The first views a multi-agent system as a game, in the sense of game theory, with decision-makers interacting strategically in pursuit of their goals. I describe a model we have developed in which players in such a game act in pursuit of temporal logic goals. In such a setting, the key decision problems relate to the properties of a system that hold under the assumption that players choose strategies in (Nash) equilibrium. I conclude by describing a tool, developed by DPhil student Muhammed Najib, through which we can automatically analyse the properties of such equilibria.
The second approach takes a very different approach, in which we use agent-based financial models, involving very large numbers of agents, to understand specifically the factors that can contribute to Flash Crash events, and in particular the phenomenon of "contagion", where stress on one asset leads to other assets being stressed.
Telecom ParisTech, France
Albert Bifet is Professor at Telecom ParisTech, Head of the Data, Intelligence and Graphs (DIG) Group, and Honorary Research Associate at the WEKA Machine Learning Group at University of Waikato. Previously he worked at Huawei Noah's Ark Lab in Hong Kong, Yahoo Labs in Barcelona, University of Waikato and UPC BarcelonaTech. He is the co-author of a book on Machine Learning from Data Streams. He is one of the leaders of MOA and Apache SAMOA software environments for implementing algorithms and running experiments for online learning from evolving data streams. He was serving as Co-Chair of the Industrial track of IEEE MDM 2016, ECML PKDD 2015, and as Co-Chair of BigMine (2018-2012), and ACM SAC Data Streams Track (2019-2012).

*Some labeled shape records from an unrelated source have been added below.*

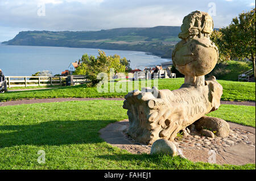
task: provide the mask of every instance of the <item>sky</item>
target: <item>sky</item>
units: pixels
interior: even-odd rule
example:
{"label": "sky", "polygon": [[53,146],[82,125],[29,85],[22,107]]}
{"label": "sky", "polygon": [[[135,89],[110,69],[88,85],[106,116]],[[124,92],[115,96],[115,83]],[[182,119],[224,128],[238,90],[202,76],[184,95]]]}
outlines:
{"label": "sky", "polygon": [[180,26],[195,10],[209,13],[218,28],[253,7],[254,0],[0,0],[0,42],[22,31]]}

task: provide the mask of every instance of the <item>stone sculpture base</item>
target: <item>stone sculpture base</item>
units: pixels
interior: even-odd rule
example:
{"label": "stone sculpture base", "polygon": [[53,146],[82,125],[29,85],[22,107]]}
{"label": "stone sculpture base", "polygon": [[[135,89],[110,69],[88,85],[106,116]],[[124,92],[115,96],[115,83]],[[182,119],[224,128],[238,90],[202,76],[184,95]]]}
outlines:
{"label": "stone sculpture base", "polygon": [[137,141],[151,145],[156,140],[173,141],[180,131],[220,106],[222,87],[212,77],[203,86],[178,90],[146,88],[126,95],[128,134]]}

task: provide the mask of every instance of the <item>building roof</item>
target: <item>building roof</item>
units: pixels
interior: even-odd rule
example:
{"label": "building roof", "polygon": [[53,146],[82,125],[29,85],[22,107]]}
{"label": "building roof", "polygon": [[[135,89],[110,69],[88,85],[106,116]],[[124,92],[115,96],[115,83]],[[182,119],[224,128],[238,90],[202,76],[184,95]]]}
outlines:
{"label": "building roof", "polygon": [[72,62],[72,64],[75,69],[76,69],[79,66],[77,62]]}
{"label": "building roof", "polygon": [[134,70],[131,70],[131,73],[134,73],[135,71],[142,71],[141,69],[134,69]]}
{"label": "building roof", "polygon": [[64,75],[66,74],[68,74],[68,70],[66,70],[64,71],[61,72],[61,75]]}

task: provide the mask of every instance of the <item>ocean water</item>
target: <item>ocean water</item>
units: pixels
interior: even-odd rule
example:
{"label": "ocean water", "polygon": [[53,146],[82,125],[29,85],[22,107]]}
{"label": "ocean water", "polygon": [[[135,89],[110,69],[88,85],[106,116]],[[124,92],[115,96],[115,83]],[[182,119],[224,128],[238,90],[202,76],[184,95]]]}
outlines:
{"label": "ocean water", "polygon": [[[130,60],[132,69],[144,69],[170,61],[143,52],[101,50],[108,56],[117,54]],[[98,54],[97,49],[0,44],[0,69],[6,76],[30,76],[43,70],[49,70],[55,75],[61,74],[85,53]]]}

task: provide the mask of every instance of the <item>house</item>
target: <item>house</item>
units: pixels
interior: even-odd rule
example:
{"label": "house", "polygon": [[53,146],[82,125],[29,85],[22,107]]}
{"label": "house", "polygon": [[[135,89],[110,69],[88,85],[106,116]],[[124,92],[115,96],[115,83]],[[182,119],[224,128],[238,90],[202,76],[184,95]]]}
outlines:
{"label": "house", "polygon": [[77,61],[70,64],[68,68],[69,74],[70,75],[73,74],[73,73],[76,70],[76,69],[79,66],[79,63],[77,63]]}
{"label": "house", "polygon": [[136,71],[142,71],[141,69],[134,69],[134,70],[131,70],[130,72],[132,73],[134,73]]}

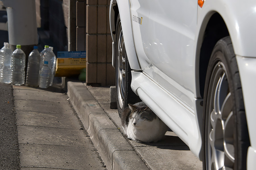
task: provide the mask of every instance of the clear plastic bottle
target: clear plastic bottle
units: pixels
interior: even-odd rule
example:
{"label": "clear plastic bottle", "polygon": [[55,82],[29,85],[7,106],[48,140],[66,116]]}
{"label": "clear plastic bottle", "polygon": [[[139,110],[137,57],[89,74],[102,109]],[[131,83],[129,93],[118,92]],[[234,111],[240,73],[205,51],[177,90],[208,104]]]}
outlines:
{"label": "clear plastic bottle", "polygon": [[50,79],[50,82],[49,82],[49,86],[52,86],[52,84],[53,83],[53,79],[54,78],[54,75],[55,75],[55,67],[56,66],[56,60],[57,59],[56,56],[53,52],[53,47],[49,47],[49,48],[51,49],[50,52],[52,56],[51,61],[51,62],[52,63],[51,67],[50,67],[50,69],[51,69],[51,74],[50,75],[51,77]]}
{"label": "clear plastic bottle", "polygon": [[37,50],[37,46],[34,46],[33,50],[28,56],[28,68],[26,78],[26,86],[37,87],[38,85],[40,70],[40,54]]}
{"label": "clear plastic bottle", "polygon": [[8,43],[5,43],[5,48],[0,50],[0,58],[1,59],[0,68],[0,82],[7,84],[11,83],[11,66],[13,50],[9,48]]}
{"label": "clear plastic bottle", "polygon": [[50,69],[48,67],[48,61],[45,61],[42,68],[40,70],[39,87],[46,88],[49,86],[48,81],[49,79],[50,72]]}
{"label": "clear plastic bottle", "polygon": [[9,44],[9,43],[8,42],[4,42],[4,46],[1,49],[0,49],[0,69],[2,68],[2,63],[3,62],[3,54],[2,54],[2,52],[1,52],[1,51],[2,50],[3,50],[4,49],[5,49],[5,44]]}
{"label": "clear plastic bottle", "polygon": [[41,61],[40,61],[40,69],[43,67],[44,65],[44,61],[43,61],[43,56],[44,54],[44,53],[46,51],[47,49],[49,48],[49,46],[45,45],[44,46],[44,48],[40,52],[40,58],[41,59]]}
{"label": "clear plastic bottle", "polygon": [[[41,59],[42,61],[41,63],[44,63],[44,61],[48,61],[48,67],[50,69],[50,72],[49,80],[48,81],[48,85],[51,86],[52,85],[53,82],[55,73],[55,66],[56,64],[56,56],[53,51],[53,48],[50,47],[46,48],[46,51],[43,53],[42,53]],[[40,68],[42,66],[40,66]]]}
{"label": "clear plastic bottle", "polygon": [[20,86],[25,83],[25,68],[26,55],[21,49],[20,45],[17,45],[17,48],[12,54],[11,83],[12,84]]}

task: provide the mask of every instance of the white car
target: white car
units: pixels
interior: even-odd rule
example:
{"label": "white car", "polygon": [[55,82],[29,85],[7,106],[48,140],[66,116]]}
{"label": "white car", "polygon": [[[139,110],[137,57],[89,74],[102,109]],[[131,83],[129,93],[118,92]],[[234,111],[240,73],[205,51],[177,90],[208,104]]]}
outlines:
{"label": "white car", "polygon": [[256,168],[256,1],[111,0],[120,114],[141,99],[205,169]]}

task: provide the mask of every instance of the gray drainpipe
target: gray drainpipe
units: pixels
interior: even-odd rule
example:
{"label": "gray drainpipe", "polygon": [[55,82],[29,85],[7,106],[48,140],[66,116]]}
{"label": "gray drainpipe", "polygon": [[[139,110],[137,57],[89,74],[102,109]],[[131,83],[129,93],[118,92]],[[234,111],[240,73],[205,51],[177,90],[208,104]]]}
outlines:
{"label": "gray drainpipe", "polygon": [[34,45],[38,44],[35,0],[1,0],[6,8],[9,43],[13,50],[17,44],[26,54],[26,73],[28,58]]}

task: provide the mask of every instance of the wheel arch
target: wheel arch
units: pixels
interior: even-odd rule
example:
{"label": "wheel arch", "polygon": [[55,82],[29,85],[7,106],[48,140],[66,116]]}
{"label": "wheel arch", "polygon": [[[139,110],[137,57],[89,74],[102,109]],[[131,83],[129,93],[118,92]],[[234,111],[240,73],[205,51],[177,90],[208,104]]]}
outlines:
{"label": "wheel arch", "polygon": [[[198,41],[197,46],[200,47],[198,53],[197,68],[199,96],[203,98],[208,63],[212,49],[217,42],[221,38],[229,35],[226,24],[220,15],[217,12],[212,12],[207,21],[203,31],[201,41]],[[216,24],[217,23],[217,24]],[[203,25],[203,24],[202,25]],[[203,30],[202,30],[203,31]]]}
{"label": "wheel arch", "polygon": [[115,63],[116,27],[119,14],[122,25],[126,53],[131,68],[133,70],[140,70],[133,41],[130,8],[129,0],[111,0],[110,2],[109,17],[110,32],[113,41],[112,64],[114,67],[113,64]]}

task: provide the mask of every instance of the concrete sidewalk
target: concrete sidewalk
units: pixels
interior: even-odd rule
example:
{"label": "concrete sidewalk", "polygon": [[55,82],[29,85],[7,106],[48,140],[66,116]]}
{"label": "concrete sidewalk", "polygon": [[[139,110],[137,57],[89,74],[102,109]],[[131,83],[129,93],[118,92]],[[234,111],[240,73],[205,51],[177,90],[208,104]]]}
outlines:
{"label": "concrete sidewalk", "polygon": [[63,90],[13,87],[22,170],[106,170]]}
{"label": "concrete sidewalk", "polygon": [[202,162],[172,131],[159,142],[140,143],[124,137],[110,88],[68,81],[67,94],[108,169],[202,169]]}

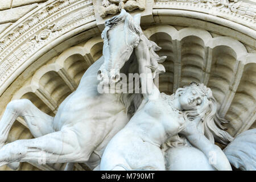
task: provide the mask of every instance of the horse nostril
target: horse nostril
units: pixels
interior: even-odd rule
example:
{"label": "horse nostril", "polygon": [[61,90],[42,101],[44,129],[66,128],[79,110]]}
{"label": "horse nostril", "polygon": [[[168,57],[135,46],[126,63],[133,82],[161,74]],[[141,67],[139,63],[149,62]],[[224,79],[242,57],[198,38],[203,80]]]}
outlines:
{"label": "horse nostril", "polygon": [[103,79],[103,74],[101,72],[101,70],[99,70],[97,73],[97,79],[98,80],[101,81]]}
{"label": "horse nostril", "polygon": [[117,73],[117,75],[115,75],[115,76],[114,77],[112,77],[112,81],[114,82],[117,82],[119,81],[119,80],[120,79],[120,74]]}

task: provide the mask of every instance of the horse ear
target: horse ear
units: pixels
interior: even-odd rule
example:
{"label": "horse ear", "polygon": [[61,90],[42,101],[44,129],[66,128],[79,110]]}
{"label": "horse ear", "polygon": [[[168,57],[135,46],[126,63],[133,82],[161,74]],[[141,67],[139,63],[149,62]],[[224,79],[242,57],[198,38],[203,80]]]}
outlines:
{"label": "horse ear", "polygon": [[121,9],[121,12],[120,14],[125,14],[125,13],[126,13],[126,11],[125,11],[125,9]]}
{"label": "horse ear", "polygon": [[135,14],[133,16],[133,20],[134,21],[135,23],[138,26],[141,25],[141,13]]}

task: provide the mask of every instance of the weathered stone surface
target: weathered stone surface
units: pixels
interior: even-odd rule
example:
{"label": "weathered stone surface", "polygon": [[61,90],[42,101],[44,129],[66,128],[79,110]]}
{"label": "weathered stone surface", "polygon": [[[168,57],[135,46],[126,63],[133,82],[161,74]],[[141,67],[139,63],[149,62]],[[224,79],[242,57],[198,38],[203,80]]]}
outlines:
{"label": "weathered stone surface", "polygon": [[7,28],[10,27],[13,23],[7,23],[0,24],[0,34],[3,32]]}
{"label": "weathered stone surface", "polygon": [[38,6],[38,3],[0,11],[0,24],[15,22]]}
{"label": "weathered stone surface", "polygon": [[8,9],[11,7],[11,0],[0,1],[0,10]]}
{"label": "weathered stone surface", "polygon": [[35,3],[40,3],[48,0],[13,0],[12,7],[30,5]]}

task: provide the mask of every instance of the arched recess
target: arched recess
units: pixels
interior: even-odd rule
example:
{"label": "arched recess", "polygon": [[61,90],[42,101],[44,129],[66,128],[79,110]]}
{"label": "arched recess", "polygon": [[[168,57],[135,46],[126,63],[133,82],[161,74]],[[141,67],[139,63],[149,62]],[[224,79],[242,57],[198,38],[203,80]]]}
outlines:
{"label": "arched recess", "polygon": [[[256,64],[255,54],[249,53],[241,42],[230,37],[214,35],[216,37],[213,38],[209,32],[195,28],[179,29],[170,26],[155,25],[144,31],[148,37],[162,47],[158,53],[168,56],[164,64],[167,68],[167,74],[164,73],[166,80],[173,84],[174,90],[175,87],[189,84],[192,81],[204,83],[211,88],[218,102],[219,114],[230,121],[228,125],[230,134],[234,135],[248,129],[255,119],[255,109],[250,106],[254,105],[254,98],[250,97],[249,100],[246,99],[253,92],[255,93],[252,91],[253,84],[249,82],[253,82],[255,78],[244,78],[247,72],[255,75],[254,72],[249,71],[249,68],[254,69],[252,65]],[[168,47],[166,49],[168,51],[161,52],[166,47]],[[172,61],[168,60],[169,57],[171,57],[170,60]],[[173,75],[168,75],[169,70],[173,71]],[[245,82],[246,80],[247,81]],[[164,92],[170,94],[171,92],[168,84],[160,81],[159,88],[165,88],[167,91]],[[245,100],[243,105],[249,104],[246,106],[247,109],[243,108],[245,106],[242,105],[238,107],[236,104],[240,94],[240,90],[246,87],[245,85],[251,88],[246,88],[248,91],[242,96],[242,100]],[[241,102],[242,100],[240,100]],[[235,107],[241,109],[240,113],[234,111],[235,113],[243,112],[243,115],[237,114],[239,117],[232,115]]]}

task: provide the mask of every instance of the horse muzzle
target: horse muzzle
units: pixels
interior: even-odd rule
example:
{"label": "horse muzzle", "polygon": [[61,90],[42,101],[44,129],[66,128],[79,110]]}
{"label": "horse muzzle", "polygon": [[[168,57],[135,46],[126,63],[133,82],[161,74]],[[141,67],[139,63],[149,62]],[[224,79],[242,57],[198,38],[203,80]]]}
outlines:
{"label": "horse muzzle", "polygon": [[100,69],[97,73],[97,79],[101,85],[109,85],[116,83],[120,80],[120,73],[114,73],[110,74],[106,71],[103,71]]}

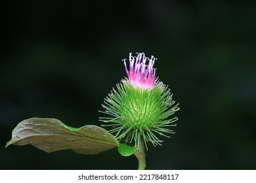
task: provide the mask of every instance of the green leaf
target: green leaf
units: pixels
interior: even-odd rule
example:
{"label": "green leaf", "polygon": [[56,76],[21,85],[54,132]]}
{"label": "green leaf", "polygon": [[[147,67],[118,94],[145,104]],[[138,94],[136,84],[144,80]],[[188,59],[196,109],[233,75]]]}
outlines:
{"label": "green leaf", "polygon": [[17,125],[6,146],[11,144],[32,144],[49,153],[71,149],[79,154],[96,154],[118,146],[118,142],[98,126],[88,125],[74,128],[56,119],[33,118]]}
{"label": "green leaf", "polygon": [[135,146],[129,146],[124,144],[119,143],[118,146],[118,152],[123,156],[130,156],[137,150]]}

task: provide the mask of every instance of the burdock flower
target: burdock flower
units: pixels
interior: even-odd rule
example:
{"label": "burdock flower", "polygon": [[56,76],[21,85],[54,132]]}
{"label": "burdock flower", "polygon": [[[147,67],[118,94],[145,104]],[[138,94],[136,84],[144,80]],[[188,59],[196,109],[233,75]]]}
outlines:
{"label": "burdock flower", "polygon": [[137,148],[140,139],[146,148],[148,142],[161,145],[162,141],[158,136],[169,137],[168,133],[175,133],[169,127],[176,125],[173,122],[178,120],[169,118],[179,110],[179,104],[174,105],[170,90],[156,78],[153,66],[156,59],[153,56],[146,58],[144,53],[137,56],[131,53],[129,69],[126,59],[123,59],[128,78],[113,88],[102,105],[105,110],[100,111],[109,115],[100,118],[108,124],[105,126],[113,127],[109,132],[119,141],[125,138],[126,143],[134,141]]}

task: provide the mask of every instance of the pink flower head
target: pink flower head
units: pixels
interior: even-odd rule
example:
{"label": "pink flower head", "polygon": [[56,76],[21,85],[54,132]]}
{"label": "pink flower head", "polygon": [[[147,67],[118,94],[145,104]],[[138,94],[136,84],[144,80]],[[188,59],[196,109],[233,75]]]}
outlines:
{"label": "pink flower head", "polygon": [[[129,54],[130,69],[128,71],[126,66],[126,59],[123,59],[126,73],[131,84],[142,89],[151,90],[154,88],[156,81],[156,69],[153,68],[155,58],[153,56],[151,59],[145,57],[144,53],[137,53],[137,56],[132,56]],[[146,64],[148,60],[148,65]]]}

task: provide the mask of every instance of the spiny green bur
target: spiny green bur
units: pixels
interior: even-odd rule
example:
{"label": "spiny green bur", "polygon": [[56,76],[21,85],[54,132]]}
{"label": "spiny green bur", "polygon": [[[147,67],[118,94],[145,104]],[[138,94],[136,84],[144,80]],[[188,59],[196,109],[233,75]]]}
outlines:
{"label": "spiny green bur", "polygon": [[163,133],[174,133],[166,127],[177,120],[177,117],[167,119],[179,110],[178,104],[172,105],[172,95],[167,86],[161,82],[156,83],[152,90],[142,89],[131,85],[127,80],[123,80],[117,85],[117,90],[105,99],[102,105],[106,110],[102,112],[112,118],[100,118],[101,120],[112,124],[114,128],[110,133],[116,133],[117,139],[127,136],[127,141],[135,141],[138,146],[139,137],[143,137],[144,142],[151,142],[154,145],[161,144],[156,134],[168,137]]}

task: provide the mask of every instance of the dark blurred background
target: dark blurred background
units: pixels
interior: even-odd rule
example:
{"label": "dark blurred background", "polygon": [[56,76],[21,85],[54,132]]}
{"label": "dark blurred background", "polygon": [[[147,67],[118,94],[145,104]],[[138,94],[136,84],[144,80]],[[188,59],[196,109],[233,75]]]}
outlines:
{"label": "dark blurred background", "polygon": [[256,169],[255,3],[234,1],[16,1],[1,6],[0,167],[136,169],[116,149],[47,154],[11,146],[32,117],[100,125],[103,99],[126,76],[129,53],[154,55],[180,103],[148,169]]}

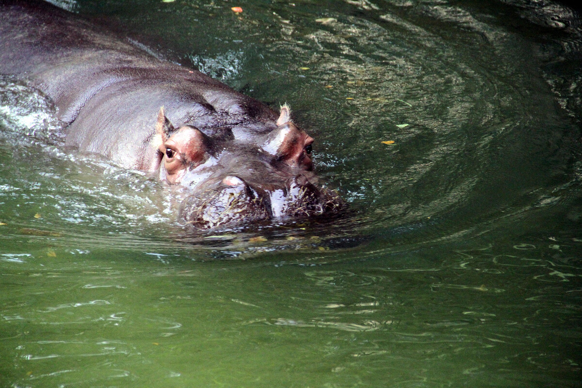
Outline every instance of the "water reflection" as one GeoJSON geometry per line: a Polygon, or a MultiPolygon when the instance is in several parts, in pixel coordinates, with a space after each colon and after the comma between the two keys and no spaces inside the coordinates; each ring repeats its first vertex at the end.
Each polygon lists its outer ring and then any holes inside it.
{"type": "Polygon", "coordinates": [[[350,212],[184,236],[179,193],[3,130],[0,385],[579,386],[578,16],[232,6],[79,9],[290,104],[350,212]]]}

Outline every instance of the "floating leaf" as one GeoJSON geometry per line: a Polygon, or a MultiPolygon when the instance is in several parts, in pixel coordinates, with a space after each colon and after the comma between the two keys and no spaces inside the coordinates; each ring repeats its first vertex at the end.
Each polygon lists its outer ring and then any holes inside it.
{"type": "Polygon", "coordinates": [[[60,232],[49,232],[48,230],[39,230],[38,229],[33,229],[30,227],[20,228],[20,233],[24,233],[25,234],[30,234],[32,236],[49,236],[52,237],[60,237],[62,236],[62,233],[61,233],[60,232]]]}
{"type": "Polygon", "coordinates": [[[406,104],[409,106],[411,106],[411,107],[412,106],[412,105],[411,105],[410,104],[409,104],[408,102],[407,102],[406,101],[404,101],[403,99],[400,99],[399,98],[395,98],[394,99],[396,100],[397,101],[400,101],[400,102],[404,102],[404,104],[406,104]]]}
{"type": "Polygon", "coordinates": [[[321,23],[322,24],[331,24],[332,23],[335,23],[338,21],[335,17],[320,17],[320,19],[316,19],[315,22],[317,23],[321,23]]]}

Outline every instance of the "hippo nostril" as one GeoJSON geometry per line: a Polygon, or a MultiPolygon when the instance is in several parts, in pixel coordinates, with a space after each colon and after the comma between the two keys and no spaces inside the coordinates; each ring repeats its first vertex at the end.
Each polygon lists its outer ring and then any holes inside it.
{"type": "Polygon", "coordinates": [[[298,184],[299,186],[303,186],[309,183],[309,180],[308,180],[307,177],[304,175],[299,175],[296,176],[293,180],[296,184],[298,184]]]}
{"type": "Polygon", "coordinates": [[[237,176],[229,176],[222,179],[222,184],[230,187],[244,186],[244,181],[237,176]]]}

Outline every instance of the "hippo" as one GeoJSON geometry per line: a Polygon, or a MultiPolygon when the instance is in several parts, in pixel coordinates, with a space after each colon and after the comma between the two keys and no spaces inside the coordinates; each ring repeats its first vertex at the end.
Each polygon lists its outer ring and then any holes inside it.
{"type": "Polygon", "coordinates": [[[193,69],[51,4],[3,0],[0,74],[54,104],[64,146],[148,172],[187,193],[178,214],[209,229],[336,212],[313,172],[314,139],[193,69]]]}

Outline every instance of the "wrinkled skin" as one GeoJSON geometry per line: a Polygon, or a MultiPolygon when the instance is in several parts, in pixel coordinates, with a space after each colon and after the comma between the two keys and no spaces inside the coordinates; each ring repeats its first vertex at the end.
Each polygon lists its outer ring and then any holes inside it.
{"type": "Polygon", "coordinates": [[[161,60],[50,5],[0,5],[0,73],[48,96],[65,146],[187,188],[196,228],[342,207],[318,186],[314,141],[292,121],[199,72],[161,60]]]}

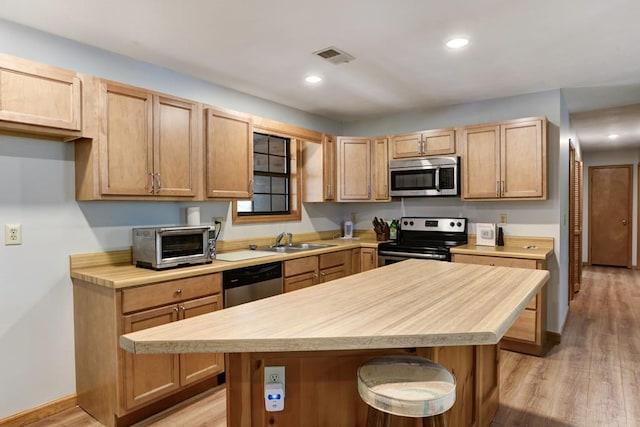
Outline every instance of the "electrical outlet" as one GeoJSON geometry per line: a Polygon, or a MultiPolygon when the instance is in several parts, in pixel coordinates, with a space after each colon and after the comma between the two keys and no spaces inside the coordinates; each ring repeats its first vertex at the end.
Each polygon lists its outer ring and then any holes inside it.
{"type": "Polygon", "coordinates": [[[265,366],[264,383],[281,383],[284,385],[284,366],[265,366]]]}
{"type": "Polygon", "coordinates": [[[4,225],[4,244],[5,245],[21,245],[22,244],[22,224],[5,224],[4,225]]]}

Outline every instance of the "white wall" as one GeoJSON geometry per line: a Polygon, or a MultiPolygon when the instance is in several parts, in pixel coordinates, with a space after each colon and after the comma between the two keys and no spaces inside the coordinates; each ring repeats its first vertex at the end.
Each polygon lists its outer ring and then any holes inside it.
{"type": "Polygon", "coordinates": [[[632,219],[632,255],[631,263],[636,265],[638,253],[638,163],[640,150],[587,151],[582,153],[584,162],[584,195],[582,221],[582,259],[589,260],[589,167],[606,165],[633,165],[633,219],[632,219]]]}
{"type": "MultiPolygon", "coordinates": [[[[311,129],[340,124],[170,70],[0,20],[0,51],[311,129]]],[[[0,229],[21,223],[23,244],[0,246],[0,419],[75,393],[70,254],[131,246],[131,228],[185,221],[176,202],[77,202],[73,144],[0,135],[0,229]]],[[[301,221],[233,226],[229,202],[201,202],[201,218],[226,216],[223,239],[340,227],[340,205],[303,207],[301,221]]]]}
{"type": "Polygon", "coordinates": [[[520,117],[546,116],[548,132],[548,200],[518,202],[465,202],[450,198],[405,198],[385,204],[352,204],[346,212],[357,212],[356,228],[371,228],[374,216],[402,215],[468,217],[475,223],[499,222],[507,214],[506,235],[554,238],[554,255],[549,260],[547,329],[560,332],[568,310],[568,112],[559,90],[512,96],[462,105],[408,112],[382,119],[346,123],[345,135],[385,135],[423,129],[437,129],[520,117]],[[351,209],[349,211],[349,209],[351,209]]]}

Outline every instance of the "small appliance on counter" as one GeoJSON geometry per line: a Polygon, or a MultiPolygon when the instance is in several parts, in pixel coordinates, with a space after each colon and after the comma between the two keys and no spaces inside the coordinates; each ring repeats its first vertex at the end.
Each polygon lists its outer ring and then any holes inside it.
{"type": "Polygon", "coordinates": [[[476,245],[495,246],[496,245],[496,225],[489,223],[476,224],[476,245]]]}
{"type": "Polygon", "coordinates": [[[215,226],[146,227],[133,229],[132,258],[136,267],[163,270],[212,262],[221,223],[215,226]]]}

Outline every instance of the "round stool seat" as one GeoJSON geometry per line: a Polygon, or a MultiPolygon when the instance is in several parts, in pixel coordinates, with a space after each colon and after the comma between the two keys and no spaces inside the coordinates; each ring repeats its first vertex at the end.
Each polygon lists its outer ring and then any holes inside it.
{"type": "Polygon", "coordinates": [[[383,356],[358,368],[358,393],[369,406],[403,417],[430,417],[456,401],[456,379],[448,369],[417,356],[383,356]]]}

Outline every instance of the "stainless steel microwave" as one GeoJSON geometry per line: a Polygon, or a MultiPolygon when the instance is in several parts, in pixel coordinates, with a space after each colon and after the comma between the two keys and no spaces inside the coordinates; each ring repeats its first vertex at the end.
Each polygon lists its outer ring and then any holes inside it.
{"type": "Polygon", "coordinates": [[[389,194],[407,196],[459,196],[460,157],[391,160],[389,194]]]}
{"type": "Polygon", "coordinates": [[[215,230],[208,226],[133,229],[133,263],[161,270],[213,261],[215,230]]]}

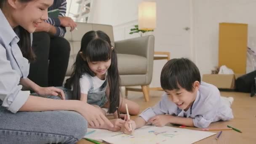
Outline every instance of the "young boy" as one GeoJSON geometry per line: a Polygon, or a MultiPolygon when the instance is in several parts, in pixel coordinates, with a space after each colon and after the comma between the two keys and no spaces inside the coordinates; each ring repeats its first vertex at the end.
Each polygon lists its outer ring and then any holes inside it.
{"type": "Polygon", "coordinates": [[[230,108],[233,98],[221,97],[216,87],[201,82],[198,69],[188,59],[169,61],[162,70],[160,82],[165,92],[161,101],[134,121],[124,124],[125,133],[130,134],[147,123],[156,126],[171,123],[206,128],[211,123],[233,118],[230,108]]]}

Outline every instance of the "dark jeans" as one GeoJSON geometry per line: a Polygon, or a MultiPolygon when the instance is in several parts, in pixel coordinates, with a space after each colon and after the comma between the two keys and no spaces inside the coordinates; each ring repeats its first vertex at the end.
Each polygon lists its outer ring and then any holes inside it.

Title: Machine Learning for Data Streams
Date: Friday, 6th of September
Abstract: Big Data and the Internet of Things (IoT) have the potential to fundamentally shift the way we interact with our surroundings. The challenge of deriving insights from the Internet of Things (IoT) has been recognized as one of the most exciting and key opportunities for both academia and industry. Advanced analysis of big data streams from sensors and devices is bound to become a key area of data mining research as the number of applications requiring such processing increases. Dealing with the evolution over time of such data streams, i.e., with concepts that drift or change completely, is one of the core issues in stream mining. In this talk, I will present an overview of data stream mining, and I will introduce some popular open source tools for data stream mining.